Asia Science World

South Korean Author Han Kang Wins 2024 Nobel Prize in Literature

South Korean Author Han Kang Wins 2024 Nobel Prize in Literature
  • Published October 10, 2024

South Korean author Han Kang has been awarded the 2024 Nobel Prize in Literature “for her intense poetic prose that confronts historical traumas and exposes the fragility of human life,” Al Jazeera reports, citing Mats Malm, permanent secretary of the Swedish Academy’s Nobel Committee.

Han, 53, becomes the first South Korean writer to receive the prestigious award. She was “having an ordinary day, having just finished supper with her son” when the news was delivered to her over the phone, said Malm.

Nobel committee chairman Anders Olsson praised Han for her “physical empathy for the vulnerable, often female lives” of her characters. He described her work as “confronting historical traumas and in each of her works exposing the fragility of human life.”

The literature prize, which carries a cash award of 11 million Swedish kronor ($1 million), has long been dominated by men. Han is only the 18th woman to win the award, the last being Annie Ernaux of France in 2022.

Han, born in 1970 in Gwangju, South Korea, began her literary career in 1993 with several poems published in the magazine Literature and Society. Her prose debut came in 1995 with the short story collection Love of Yeosu.

Her international breakthrough came in 2007 with the novel The Vegetarian, a disturbing tale of a woman whose decision to abstain from meat leads to devastating consequences.

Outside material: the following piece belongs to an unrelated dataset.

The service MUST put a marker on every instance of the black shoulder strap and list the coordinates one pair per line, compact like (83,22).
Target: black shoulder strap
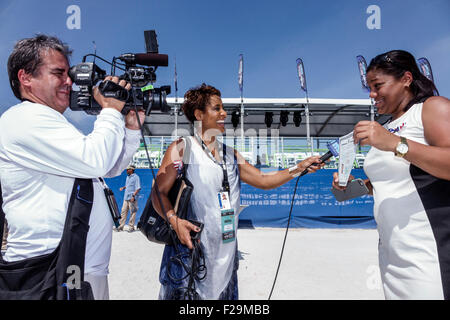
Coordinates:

Han further explored the themes of trauma and violence in her 2014 novel Human Acts, set in her hometown of Gwangju. The novel gives voice to victims of the 1980 Gwangju Massacre, a brutal crackdown by the South Korean military.

The Nobel Committee described Han’s work as characterized by “a double exposure of pain, a correspondence between mental and physical torment with close connections to Eastern thinking.” This is exemplified in her 2013 novel Convalescence, which explores a painful relationship between a main character and her dead sister, intertwined with the theme of a leg ulcer that refuses to heal.

Han will receive the prize, including a medal, on December 10.